2020-10-12T17:46:18+00:00 October 12th, 2020|Ships|

India’s first dedicated cruise line is to cease operations.

Jalesh Cruises blamed the impact of the pandemic and uncertainty over when cruising would resume for its closure.

Jalesh had previously announced it would resume operations in November, 2020 after the Indian Government outlined plans to reduce restrictions and permit travel to resume. Citing mounting debts, the company has since announced it will halt operations.

The company’s creditors have arrested the company’s only ship, the 70,000 gt ‘Karnika’ (pictured).

Some 60 crew members were still believed stranded on the ship in Mumbai. Citing a delay in the court’s response to the problem, the company said in a statement, “Unfortunately, due to this delay, the crew on the ship are living in poor conditions with no fuel, power, etc. We are hoping to get the crew members signed off and relieve them so that they can go home, as soon as the legal formalities are completed.”

‘Karnika’ was built in 1990 and had operated as ‘Crown Princess’. Carnival Corp later transferred her to Australia where she sailed as the ’Pacific Jewel’ alongside her sister ship ‘Pacific Dawn’.

Meanwhile.
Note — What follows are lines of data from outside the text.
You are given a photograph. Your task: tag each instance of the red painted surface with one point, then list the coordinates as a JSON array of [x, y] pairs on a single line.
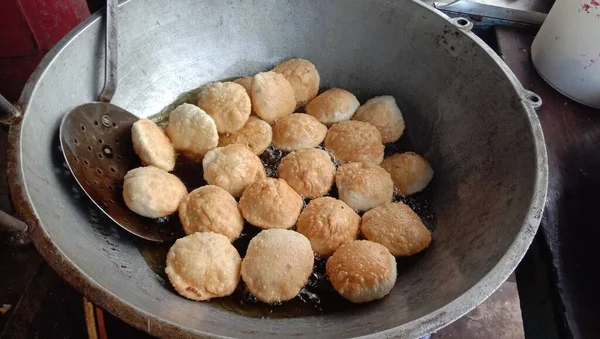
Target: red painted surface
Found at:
[[586, 7], [28, 29]]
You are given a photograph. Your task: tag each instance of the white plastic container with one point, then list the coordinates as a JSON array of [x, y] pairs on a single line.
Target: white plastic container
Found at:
[[566, 50]]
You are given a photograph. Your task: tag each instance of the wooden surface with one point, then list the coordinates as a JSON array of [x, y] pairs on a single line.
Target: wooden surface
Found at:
[[569, 233]]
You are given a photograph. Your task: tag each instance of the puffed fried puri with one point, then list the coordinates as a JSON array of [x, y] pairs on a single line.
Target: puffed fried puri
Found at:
[[397, 227], [192, 131], [410, 172], [332, 106], [152, 192], [271, 203], [383, 113], [355, 141], [232, 168], [362, 271], [256, 134], [303, 77], [227, 103], [272, 96], [364, 185], [309, 172], [211, 209], [328, 223], [202, 266], [152, 145], [298, 131], [277, 265]]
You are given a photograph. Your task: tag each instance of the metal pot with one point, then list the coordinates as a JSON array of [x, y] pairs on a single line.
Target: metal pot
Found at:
[[464, 110]]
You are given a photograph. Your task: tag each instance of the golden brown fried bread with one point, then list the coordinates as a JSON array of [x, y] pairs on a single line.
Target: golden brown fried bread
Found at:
[[256, 135], [232, 168], [192, 131], [277, 265], [362, 271], [298, 131], [328, 223], [152, 145], [355, 141], [303, 77], [272, 96], [383, 113], [227, 103], [152, 192], [332, 106], [271, 203], [211, 209], [364, 185], [246, 82], [397, 227], [202, 266], [309, 172], [410, 172]]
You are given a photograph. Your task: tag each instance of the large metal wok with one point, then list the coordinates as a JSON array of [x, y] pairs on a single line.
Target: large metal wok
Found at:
[[465, 111]]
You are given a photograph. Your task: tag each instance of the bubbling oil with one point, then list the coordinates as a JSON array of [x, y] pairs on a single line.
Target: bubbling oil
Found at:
[[318, 296]]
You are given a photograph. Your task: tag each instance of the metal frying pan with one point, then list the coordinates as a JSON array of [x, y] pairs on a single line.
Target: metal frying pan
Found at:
[[464, 110]]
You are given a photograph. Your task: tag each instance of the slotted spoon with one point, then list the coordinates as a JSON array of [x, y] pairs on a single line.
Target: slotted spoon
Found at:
[[96, 141]]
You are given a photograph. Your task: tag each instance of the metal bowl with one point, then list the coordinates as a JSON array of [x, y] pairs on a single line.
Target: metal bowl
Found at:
[[464, 110]]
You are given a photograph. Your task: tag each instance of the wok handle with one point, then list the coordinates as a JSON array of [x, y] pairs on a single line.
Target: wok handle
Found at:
[[11, 224], [111, 53], [8, 112], [8, 223]]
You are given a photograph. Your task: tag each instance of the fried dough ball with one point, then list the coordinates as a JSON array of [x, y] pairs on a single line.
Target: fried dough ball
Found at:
[[410, 172], [309, 172], [232, 168], [277, 265], [362, 271], [152, 192], [397, 227], [364, 185], [202, 266], [256, 134], [303, 77], [328, 223], [333, 105], [227, 103], [298, 131], [355, 141], [211, 209], [383, 113], [192, 131], [271, 203], [246, 82], [152, 145], [272, 96]]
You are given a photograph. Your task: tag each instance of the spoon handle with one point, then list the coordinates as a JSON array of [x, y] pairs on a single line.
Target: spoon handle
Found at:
[[111, 53]]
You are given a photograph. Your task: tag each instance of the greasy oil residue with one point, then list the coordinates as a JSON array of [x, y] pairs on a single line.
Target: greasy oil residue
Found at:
[[318, 296]]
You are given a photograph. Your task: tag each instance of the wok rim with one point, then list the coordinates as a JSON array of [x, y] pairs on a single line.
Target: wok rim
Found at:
[[157, 326]]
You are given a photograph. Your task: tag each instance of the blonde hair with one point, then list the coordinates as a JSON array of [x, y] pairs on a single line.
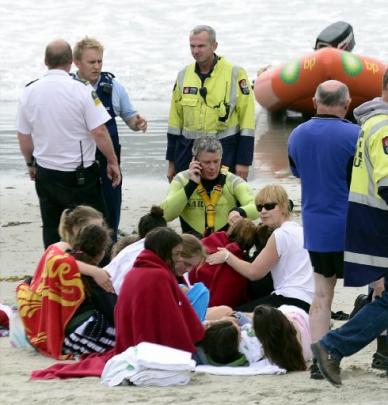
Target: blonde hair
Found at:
[[191, 246], [274, 193], [86, 43], [243, 232], [74, 219]]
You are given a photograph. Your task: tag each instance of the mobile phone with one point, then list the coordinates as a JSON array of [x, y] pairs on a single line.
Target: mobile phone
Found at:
[[80, 175]]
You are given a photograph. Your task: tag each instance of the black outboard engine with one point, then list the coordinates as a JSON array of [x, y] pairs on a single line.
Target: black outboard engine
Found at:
[[338, 35]]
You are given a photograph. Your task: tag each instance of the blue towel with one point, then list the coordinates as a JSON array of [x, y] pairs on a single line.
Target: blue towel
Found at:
[[199, 296]]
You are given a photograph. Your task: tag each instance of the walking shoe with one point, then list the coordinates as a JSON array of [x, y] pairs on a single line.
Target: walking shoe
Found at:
[[329, 366], [380, 361], [315, 373]]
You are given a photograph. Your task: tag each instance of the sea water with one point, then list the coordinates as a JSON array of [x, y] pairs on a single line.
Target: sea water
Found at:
[[146, 44]]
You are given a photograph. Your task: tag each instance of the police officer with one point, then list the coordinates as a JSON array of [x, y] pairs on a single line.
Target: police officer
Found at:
[[211, 97], [321, 153], [366, 246], [88, 57], [60, 121]]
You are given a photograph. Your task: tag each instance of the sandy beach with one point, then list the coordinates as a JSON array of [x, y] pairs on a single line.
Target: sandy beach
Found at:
[[21, 247]]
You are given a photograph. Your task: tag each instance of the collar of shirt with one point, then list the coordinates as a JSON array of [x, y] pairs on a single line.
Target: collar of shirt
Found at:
[[61, 72]]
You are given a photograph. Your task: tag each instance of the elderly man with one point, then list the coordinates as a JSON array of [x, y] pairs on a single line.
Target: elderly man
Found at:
[[211, 97], [366, 247], [207, 197], [60, 121], [88, 57], [321, 153]]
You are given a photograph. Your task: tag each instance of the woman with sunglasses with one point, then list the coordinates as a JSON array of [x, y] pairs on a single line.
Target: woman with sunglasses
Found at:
[[283, 255]]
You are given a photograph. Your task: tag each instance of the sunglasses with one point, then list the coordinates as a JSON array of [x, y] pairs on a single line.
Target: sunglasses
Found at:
[[267, 206]]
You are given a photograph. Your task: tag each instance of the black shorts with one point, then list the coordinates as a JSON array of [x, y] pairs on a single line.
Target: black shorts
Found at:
[[328, 264]]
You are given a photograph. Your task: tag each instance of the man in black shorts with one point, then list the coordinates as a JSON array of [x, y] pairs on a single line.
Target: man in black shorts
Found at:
[[321, 153]]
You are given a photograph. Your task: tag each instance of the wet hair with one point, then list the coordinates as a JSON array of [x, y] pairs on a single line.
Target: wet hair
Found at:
[[243, 232], [86, 43], [162, 241], [221, 342], [385, 80], [92, 240], [275, 193], [73, 219], [191, 246], [58, 54], [278, 337], [206, 144], [153, 219], [204, 28], [122, 243], [332, 98]]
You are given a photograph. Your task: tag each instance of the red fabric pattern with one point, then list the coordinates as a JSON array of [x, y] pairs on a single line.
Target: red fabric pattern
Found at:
[[226, 286], [50, 301], [150, 308]]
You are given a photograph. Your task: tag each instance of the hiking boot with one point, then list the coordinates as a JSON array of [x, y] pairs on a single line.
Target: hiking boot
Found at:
[[359, 303], [315, 373], [329, 366], [379, 361]]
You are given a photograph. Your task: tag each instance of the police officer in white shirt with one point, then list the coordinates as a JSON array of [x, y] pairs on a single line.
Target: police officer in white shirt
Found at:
[[60, 121]]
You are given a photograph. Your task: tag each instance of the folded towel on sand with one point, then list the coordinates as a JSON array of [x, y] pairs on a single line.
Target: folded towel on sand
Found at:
[[149, 364]]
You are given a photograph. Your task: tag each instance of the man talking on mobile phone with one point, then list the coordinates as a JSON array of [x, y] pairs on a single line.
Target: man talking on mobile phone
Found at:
[[207, 197]]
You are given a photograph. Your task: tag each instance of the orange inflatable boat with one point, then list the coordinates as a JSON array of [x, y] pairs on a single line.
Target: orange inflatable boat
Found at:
[[292, 86]]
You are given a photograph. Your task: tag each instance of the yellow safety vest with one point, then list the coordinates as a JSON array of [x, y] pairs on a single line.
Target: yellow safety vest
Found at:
[[226, 109]]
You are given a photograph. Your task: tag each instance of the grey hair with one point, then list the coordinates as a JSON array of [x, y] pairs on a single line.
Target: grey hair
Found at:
[[206, 144], [201, 28], [332, 98]]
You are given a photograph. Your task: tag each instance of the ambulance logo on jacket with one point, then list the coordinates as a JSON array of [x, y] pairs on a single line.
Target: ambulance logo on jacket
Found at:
[[190, 90], [244, 87], [385, 145], [97, 101]]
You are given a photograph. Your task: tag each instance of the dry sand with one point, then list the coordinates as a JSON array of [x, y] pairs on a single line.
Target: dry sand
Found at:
[[20, 249]]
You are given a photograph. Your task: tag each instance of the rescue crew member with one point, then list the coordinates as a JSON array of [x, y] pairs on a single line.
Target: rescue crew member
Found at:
[[366, 246], [206, 197], [324, 174], [88, 57], [58, 137], [211, 97]]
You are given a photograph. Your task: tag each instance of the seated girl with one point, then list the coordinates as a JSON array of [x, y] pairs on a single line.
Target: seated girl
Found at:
[[226, 286], [151, 307], [283, 255], [124, 260], [280, 335], [61, 307]]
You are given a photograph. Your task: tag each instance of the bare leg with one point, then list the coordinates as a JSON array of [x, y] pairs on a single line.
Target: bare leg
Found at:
[[320, 310]]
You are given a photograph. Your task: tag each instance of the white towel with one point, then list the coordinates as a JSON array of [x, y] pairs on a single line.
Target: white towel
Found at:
[[261, 367], [149, 364]]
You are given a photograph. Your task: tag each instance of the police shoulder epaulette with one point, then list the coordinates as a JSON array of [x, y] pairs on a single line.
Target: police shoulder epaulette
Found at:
[[85, 82], [110, 75], [31, 82]]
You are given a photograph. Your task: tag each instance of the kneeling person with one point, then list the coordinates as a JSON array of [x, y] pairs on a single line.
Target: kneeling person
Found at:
[[206, 197]]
Ocean Builders, a developer in Panama, has announced plans to acquire ‘Pacific Dawn’ and use her for floating accommodation off the Panamanian coast of Panama.

To be used as a residential ship, she will be renamed ‘Satoshi’ and will be used for residency, tourism, research, and office space. It will also provide an environment for budding entrepreneurs, the company said.

Elsewhere, TUI Group’s, Marella Cruises, has announced that the ‘Marella Dream’ will leave the company’s fleet.

Built in 1986 as the ’Homeric’, the 54,700 gt cruise ship was the first to be built by the German shipyard Meyer Werft. As a result, the shipyard used the ship as a starting point to develop into one of the leading cruise shipbuilders.

‘Marella Dream’ is laid up in Croatia, but due to her age and size and lack of modern amenities, including balcony cabins, it is thought that she will be sold for scrap.

She is the second 1980s-vintage cruise ship that Marella has retired since the start of the pandemic, as in April, 2020, the company announced that it was accelerating the retirement of the 1984-built ’Marella Celebration’.

This vessel was sold during the summer and is laid up in Greece. It was thought that she is destined for Turkish scrapyards. In January, 2020, Marella had stated that the two ships would continue in service for up to five years before their retirement.

’Pacific Dawn’ mentioned above, was due to leave the the fleet in February next year. She was originally sold, together with the ’Pacific Aria’, to Cruise & Maritime Voyages (CMV), which is currently in administration.

Both ships were repositioned from Australia to an initial lay up in Manila. In August, the two ships moved to lay-up off Cyprus. That had led to speculation to their imminent sale or possible scrapping.

In addition, Fred. Olsen’s veterans ‘Black Watch’ and ‘Boudicca’ have been sold for further service in Turkey as accommodations ships.

They were thought sold to Miray International, which owns up-market accommodation and also has the former cruise vessel, ‘Gemini’.

By coincidence, the third sistership in the ‘Black Watch’ series, Phoenix Reisen’s ‘Albatros’, has also been withdrawn from service.

She has been sold to the Middle East-based Pick Albatros Group, which operates hotels and resorts.

‘Albatros’ will become a static hotel ship in the Red Sea.

Saga’s newbuilding cruise ship ‘Spirit of Adventure’ arrived at Tilbury on 11th October to join her sistership ‘Spirit of Discovery‘ in layup.